Entre os meus escassos talentos conta-se o de fingir que falo mandarim na perfeição. É um talento apenas conhecido de um reduzido grupo de eleitos que têm aplaudido as minhas actuações com inexcedível simpatia, chegando mesmo a fingir um entusiasmo que eu reconheço não poder ser genuíno. Evidentemente, não falo uma palavra do autêntico e legítimo mandarim, excepto as que se podem aprender nos restaurantes chineses. Mas finjo que falo e o meu fingimento é credível. Na verdade, é mais uma performance multidisciplinar porque também gesticulo de forma lenta e cerimoniosa e uso uma panóplia de expressões faciais que me parecem muito adequadas.

Fingir que falo mandarim é uma habilidade que está ao meu alcance apenas porque vi, numa idade por assim dizer tenra, um número considerável de episódios de “Os jovens heróis de Shaolin”. Para quem não sabe, nessa série produzida em Hong Kong contavam-se as empolgantes aventuras de Hung Hei Goon, Fong Sai Yuk e Wu Wai Kin, e os seus árduos treinos no templo de Shaolin, na China do século XVIII, para virem a tornar-se mestres de Kung Fu. Estes três haveriam de converter-se em heróis, recordados durante séculos, na luta contra a Dinastia Ching, dos Manchu, que havia derrubado a Dinastia Ming, dos Han. 

Entre outros ensinamentos, devo a esta série o momento em que despertei para a problemática da tradução, que haveria de ocupar razoável espaço na minha vida futura. Os desafios da tradução, o seu permanente risco de imprecisão, comecei a percebê-los quando notei que as longuíssimas frases das personagens da série, pontuadas por gestos teatrais,  apareciam traduzidas nas legendas com uma singela frase.

Um discípulo falava com entusiasmo durante vinte segundos, gesticulava, apontando em múltiplas direcções, sorria, abria muito os olhos, contorcia o rosto, agitava os braços, remexia as pernas, perante o olhar benévolo do mestre, e a legenda resumia-se a um despojado:

– Que belo dia, Mestre.

Ou o mandarim é muito palavroso, pensava eu então, ou algo estava errado.

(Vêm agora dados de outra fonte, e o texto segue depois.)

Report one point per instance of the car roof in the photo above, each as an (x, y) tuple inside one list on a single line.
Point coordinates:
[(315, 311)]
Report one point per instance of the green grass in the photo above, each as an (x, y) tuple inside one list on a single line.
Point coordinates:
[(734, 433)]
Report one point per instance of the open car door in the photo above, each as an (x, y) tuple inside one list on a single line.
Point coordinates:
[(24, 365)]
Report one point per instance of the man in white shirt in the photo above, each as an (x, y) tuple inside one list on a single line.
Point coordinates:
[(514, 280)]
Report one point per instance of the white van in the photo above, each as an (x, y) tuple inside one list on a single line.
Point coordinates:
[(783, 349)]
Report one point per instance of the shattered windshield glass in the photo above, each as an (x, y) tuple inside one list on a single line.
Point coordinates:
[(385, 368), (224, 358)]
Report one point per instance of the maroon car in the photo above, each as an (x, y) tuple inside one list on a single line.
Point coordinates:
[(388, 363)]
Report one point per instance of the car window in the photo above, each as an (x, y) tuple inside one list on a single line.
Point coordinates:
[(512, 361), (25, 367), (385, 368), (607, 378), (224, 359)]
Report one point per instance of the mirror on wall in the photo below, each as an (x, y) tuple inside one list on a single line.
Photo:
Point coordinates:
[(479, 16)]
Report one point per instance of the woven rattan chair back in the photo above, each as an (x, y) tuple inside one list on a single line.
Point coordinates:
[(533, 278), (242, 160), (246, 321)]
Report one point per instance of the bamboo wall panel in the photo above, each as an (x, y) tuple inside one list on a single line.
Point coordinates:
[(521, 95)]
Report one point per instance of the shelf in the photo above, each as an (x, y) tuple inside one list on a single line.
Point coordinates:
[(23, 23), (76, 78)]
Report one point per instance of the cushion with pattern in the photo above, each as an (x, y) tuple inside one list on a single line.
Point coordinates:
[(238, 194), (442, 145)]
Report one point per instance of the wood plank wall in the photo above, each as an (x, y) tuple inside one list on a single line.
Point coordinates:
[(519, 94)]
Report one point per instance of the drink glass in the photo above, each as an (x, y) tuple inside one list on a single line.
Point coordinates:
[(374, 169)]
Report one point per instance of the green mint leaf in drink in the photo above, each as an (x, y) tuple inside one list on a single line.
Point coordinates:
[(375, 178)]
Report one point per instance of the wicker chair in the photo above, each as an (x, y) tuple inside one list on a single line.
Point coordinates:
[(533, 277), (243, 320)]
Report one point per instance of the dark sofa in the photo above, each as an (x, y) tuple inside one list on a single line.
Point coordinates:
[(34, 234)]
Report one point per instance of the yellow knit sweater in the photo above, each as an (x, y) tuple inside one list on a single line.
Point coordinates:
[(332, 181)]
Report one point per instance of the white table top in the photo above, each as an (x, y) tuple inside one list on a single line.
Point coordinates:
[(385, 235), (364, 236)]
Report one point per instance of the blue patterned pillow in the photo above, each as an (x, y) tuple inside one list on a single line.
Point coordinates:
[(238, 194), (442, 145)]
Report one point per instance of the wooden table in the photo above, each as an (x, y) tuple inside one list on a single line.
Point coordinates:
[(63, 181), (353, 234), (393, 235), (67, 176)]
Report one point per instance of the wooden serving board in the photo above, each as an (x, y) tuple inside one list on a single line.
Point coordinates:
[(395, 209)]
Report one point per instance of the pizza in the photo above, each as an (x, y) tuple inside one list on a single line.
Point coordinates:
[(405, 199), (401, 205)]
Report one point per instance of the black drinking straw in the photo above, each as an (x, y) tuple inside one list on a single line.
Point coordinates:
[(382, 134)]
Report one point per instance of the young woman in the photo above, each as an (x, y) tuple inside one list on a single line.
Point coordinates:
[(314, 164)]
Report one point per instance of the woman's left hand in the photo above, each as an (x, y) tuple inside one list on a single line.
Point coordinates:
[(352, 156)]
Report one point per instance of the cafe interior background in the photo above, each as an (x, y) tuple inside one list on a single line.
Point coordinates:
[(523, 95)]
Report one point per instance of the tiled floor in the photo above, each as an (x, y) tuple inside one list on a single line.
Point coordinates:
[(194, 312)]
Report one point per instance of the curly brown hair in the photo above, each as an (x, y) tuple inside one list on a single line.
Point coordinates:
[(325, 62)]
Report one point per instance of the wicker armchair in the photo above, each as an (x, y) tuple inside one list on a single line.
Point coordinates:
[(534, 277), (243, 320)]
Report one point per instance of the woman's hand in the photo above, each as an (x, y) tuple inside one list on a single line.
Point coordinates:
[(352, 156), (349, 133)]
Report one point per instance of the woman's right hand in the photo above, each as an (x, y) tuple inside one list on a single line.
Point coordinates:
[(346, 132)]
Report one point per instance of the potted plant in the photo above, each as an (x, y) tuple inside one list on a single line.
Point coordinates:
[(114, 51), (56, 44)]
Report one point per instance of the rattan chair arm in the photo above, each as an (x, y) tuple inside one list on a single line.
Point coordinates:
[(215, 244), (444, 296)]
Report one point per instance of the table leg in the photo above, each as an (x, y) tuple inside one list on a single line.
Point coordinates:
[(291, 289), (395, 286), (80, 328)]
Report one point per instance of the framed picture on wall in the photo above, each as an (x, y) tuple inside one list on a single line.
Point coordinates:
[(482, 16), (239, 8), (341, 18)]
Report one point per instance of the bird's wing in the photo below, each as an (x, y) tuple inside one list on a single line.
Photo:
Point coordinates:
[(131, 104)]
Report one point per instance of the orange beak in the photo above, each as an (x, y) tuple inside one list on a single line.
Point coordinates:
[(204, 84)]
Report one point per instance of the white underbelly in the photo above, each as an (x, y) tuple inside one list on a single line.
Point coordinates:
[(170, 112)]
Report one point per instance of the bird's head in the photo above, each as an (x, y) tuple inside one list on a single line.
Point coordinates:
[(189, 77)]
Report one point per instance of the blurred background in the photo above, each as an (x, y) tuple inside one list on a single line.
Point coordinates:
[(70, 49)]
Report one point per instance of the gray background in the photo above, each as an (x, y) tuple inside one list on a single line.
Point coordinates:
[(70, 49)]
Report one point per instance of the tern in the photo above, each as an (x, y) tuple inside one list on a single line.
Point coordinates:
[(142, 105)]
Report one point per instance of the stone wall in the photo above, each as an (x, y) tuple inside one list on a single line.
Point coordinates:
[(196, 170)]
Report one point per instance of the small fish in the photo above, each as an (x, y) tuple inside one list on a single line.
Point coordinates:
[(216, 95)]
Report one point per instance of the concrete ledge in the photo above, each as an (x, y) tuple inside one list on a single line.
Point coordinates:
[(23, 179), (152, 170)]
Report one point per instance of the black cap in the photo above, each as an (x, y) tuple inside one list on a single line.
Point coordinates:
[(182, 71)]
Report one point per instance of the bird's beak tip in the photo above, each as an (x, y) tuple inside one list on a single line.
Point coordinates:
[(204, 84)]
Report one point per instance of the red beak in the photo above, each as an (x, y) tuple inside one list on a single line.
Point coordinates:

A desconfiança com respeito ao rigor desta tradução foi-se ampliando ao ponto de eu chegar a supor que toda a legendagem desta série partia apenas de um exercício de imaginação de quem, não entendendo nada do mandarim, se limitasse a inventar frases que encaixassem nas imagens.

Mas de tanto ver os episódios acabei capaz de fingir um mandarim espaventoso, tão teatral quanto as actuações dos meus jovens heróis, e de simular golpes de uma arte marcial forjada e até, em tempos há muito idos, de lograr grande perícia no manuseamento do prato chinês, esse divertimento de equilibrista a que dediquei horas de treino e de que ainda hoje guardo a recordação de uma pequena cicatriz na testa.

Ocorreu-me tudo isto, com o atropelo e a fugacidade destas coisas da memória, quando há umas semanas ouvia a minha missa diária, na voz do meu profeta das manhãs, e aí me foi contada a história das alunas do mestrado em Estudos Interculturais Português/Chinês da Universidade do Minho que ganharam o primeiro prémio no Concurso Mundial de Tradução Chinês-Português, em Macau. Uma delas explicava que, quando terminou o ensino secundário, não sabia que curso escolher e foi a mãe que lhe sugeriu esta área de estudos lembrando-lhe a sua antiga afeição pelos desenhos animados asiáticos. E foi quanto bastou, imagino, para lhe acender não apenas um sorriso na cara mas também o caminho que havia de trilhar. Não são raras, afinal, as paixões infantis que podem mudar o rumo de uma vida.

Entre os lugares míticos do meu pessoalíssimo mapa está, afinal, essa Shaolin inventada que as magníficas alunas do Minho me devolveram, nem elas imaginam tal coisa, ao fim de uns quantos anos de olvido.